Thursday March 24, 2016
The Wheeler Homestead and accompanying nature park trails make up one of the most cherished spots to enjoy in South Burlington. The historic brick house is now home to Friends of the Library’s book store as well as Common Roots. In the spring and throughout the summer, the property truly comes alive with programming for children and master and amateur gardeners alike cultivating flowers, vegetables, and herbs. The view alone is enough reason to visit this gem during any season. Given these attributes, it shouldn’t come as a surprise that a task force has been formed to generate ideas around the preservation of the space in perpetuity.
At the March 21 city council meeting, members discussed the recently developed Wheeler Nature Park Task Force and approved the number of members and representation that will comprise the group. It was agreed that two members from the South Burlington Land Trust should have representation along with two representatives each from the Recreation and Leisure Arts Committee, Bike and Pedestrian Committee, and the Natural Resources Committee.
The impetus for the task force can be traced back to a discussion the council held December 21, 2015 regarding the December 6, 2011 special city meeting vote authorizing the city council to convey a conservation easement on Wheeler Nature Park. In the weeks leading up to the recent meeting, residents expressed concern that the council would not uphold the citizens’ wishes (70 percent of those who voted in the election voted to conserve) to conserve Wheeler Nature Park in perpetuity. It was explained by City Attorney Jim Barlow that the 2011 vote was not actually legally binding, but more of a ‘good faith’ gesture on the part of the city. After hearing from legal counsel and residents, councilors confirmed that conserving the land is, in fact, their intent and convening pertinent city committees to gather their ideas for allowable and disallowed future uses of the property would be a solid next step.
At their first meeting the task force elected resident Donna Leban as the chair. SE Group, the consulting firm who worked with the city on the Underwood Property has been hired to assist the group. Jennifer Kochman, vice chair of the Recreation and Leisure Arts Committee said, “The group recommended that the easement include all 119 acres (includes the land swap). The Homestead 11-14 acres will be treated separately from the nature park in writing the specifics of the easement.”
Kochman said the group had “general agreement that a third party should ensure that provisions are carried out.” Resident and South Burlington Land Trust President Sarah Dopp mentioned that Director of Planning and Zoning Paul Conner made overtures years ago to see if anyone would be interested in being involved with an easement.
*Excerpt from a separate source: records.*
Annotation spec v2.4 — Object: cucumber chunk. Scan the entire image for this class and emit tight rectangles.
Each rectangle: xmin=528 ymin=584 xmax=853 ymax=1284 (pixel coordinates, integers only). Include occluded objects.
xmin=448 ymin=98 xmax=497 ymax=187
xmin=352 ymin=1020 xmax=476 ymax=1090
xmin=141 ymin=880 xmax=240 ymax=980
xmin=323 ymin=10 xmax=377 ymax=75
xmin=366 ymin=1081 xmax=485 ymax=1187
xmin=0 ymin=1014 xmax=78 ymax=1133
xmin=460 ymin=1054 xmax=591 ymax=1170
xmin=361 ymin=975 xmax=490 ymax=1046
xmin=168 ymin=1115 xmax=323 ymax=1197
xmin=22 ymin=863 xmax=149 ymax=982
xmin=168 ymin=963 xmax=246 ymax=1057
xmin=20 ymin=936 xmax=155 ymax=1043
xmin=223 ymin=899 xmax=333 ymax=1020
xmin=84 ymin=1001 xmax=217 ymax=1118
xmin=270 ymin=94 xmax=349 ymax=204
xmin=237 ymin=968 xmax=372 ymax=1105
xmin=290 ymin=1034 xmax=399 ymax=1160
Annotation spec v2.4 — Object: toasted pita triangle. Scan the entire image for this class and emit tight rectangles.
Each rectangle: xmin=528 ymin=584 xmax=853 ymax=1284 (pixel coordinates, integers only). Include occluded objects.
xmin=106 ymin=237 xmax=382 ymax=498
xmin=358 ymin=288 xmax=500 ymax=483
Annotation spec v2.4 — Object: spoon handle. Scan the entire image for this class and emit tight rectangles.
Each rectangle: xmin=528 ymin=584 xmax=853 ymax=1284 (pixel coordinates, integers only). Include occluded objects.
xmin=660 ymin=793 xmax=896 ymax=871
Two of the entities responded favorably at the time, thereby potentially reducing some of the legwork now.
The task force will also consider and evaluate allowed and disallowed uses on different sections of the property and will hear from different entities regarding community needs. According to natural resources committee member Betty Milizia, “there are at least four organizations that will be invited to a meeting to discuss aspects of the conservation easement that concerns the acreage around the Wheeler Homestead. They are the Burlington Garden Club, which takes care of the beautiful flower gardens around the Homestead, the Community Gardeners Association, made up of South Burlington citizens, Common Roots, and Friends of the Library.”
As anyone who regularly traverses Dorset Street can see, dramatic changes have already been taking place on and near the Wheeler property. The abandoned house that had been located adjacent to the park for years was removed with the city’s approval. “The house has been a long identified hazard and we were finally able to successfully remove it,” Director of Public Works Justin Rabidoux said. “Additionally what we removed as far as overgrown trees/weeds were invasive buckthorn, honeysuckle, dead and storm damaged trees, and boxelder trees. Boxelder are a fast growing, weak tree. We will be replanting some red maples from our tree nursery and installing two new staff-built picnic tables in the area. We are also planting a wild flower plot,” he said.
While all of the task force’s meetings will be public, two meetings will be dedicated to public input. The group will present their recommendations to the council in June. City Manager Kevin Dorn added that the committee will come to the council with concepts around which an easement could be created.
Interested in learning more and offering input? The next meeting will be held in April. The date and location will be warned on the city website.